Em meados de setembro, a UE havia suspendido as restrições para a importação de commodities de origem ucraniana, o que, em um primeiro momento, não havia sido bem aceito pela Polônia, Hungria e Eslováquia, que optaram pro prolongar as proibições de forma unilateral. Contudo, no último dia 3 de outubro, Polônia e Ucrânia declararam um acordo para acelerar a circulação de cereais ucranianos, com o trânsito dos produtos sendo feito pela Lituânia, que se responsabilizaria também pelas inspeções.

Logo no início da semana passada, surgiram novos relatos de que a Ucrânia iria embarcar mais 5 navios com grãos, após os sucessos das duas iniciativas anteriores. Ao longo da semana, Kiev seguiu desafiando a Rússia e, até o final da semana passada, a marinha ucraniana já havia anunciado 12 navios prontos para entrar no corredor temporário criado para o transporte de grãos no Mar Negro.
Outro assunto que chamou a atenção na semana anterior foi um navio turco ter sido atingido por uma mina próximo de um dos portos da Ucrânia. Apesar das especulações iniciais, os detalhes que surgiram posteriormente indicavam que a mina estava fora do corredor temporário criado pela Ucrânia e que a embarcação não fazia parte dos 12 navios destinados ao transporte de grãos.
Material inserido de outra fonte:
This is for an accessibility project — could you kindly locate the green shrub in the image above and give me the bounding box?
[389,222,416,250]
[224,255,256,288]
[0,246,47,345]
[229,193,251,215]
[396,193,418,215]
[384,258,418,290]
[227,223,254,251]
Além disso, os relatos indicaram que os danos ao navio turco não foram graves e que a operação não foi interrompida. Ademais, até o momento, os navios ucranianos que estão transportando grãos o fizeram sem interrupção pela Rússia.
Por outro lado, por mais que o fluxo de grãos pelo corredor temporário venha ocorrendo sem interrupções, a guerra ainda traz incertezas para a disponibilidade do cereal. Na sexta-feira, 6 de outubro, a Ucrânia relatou que ataques feitos por drones danificaram infraestruturas portuárias do porto de Reni, no Rio Danúbio. A continuidade dos ataques russos aos portos da região são motivo de preocupação, visto que a rota de exportação através do Rio Danúbio tem sido crucial para o escoamento dos grãos ucranianos desde o fim do acordo para a exportação de grãos pelo Mar Negro.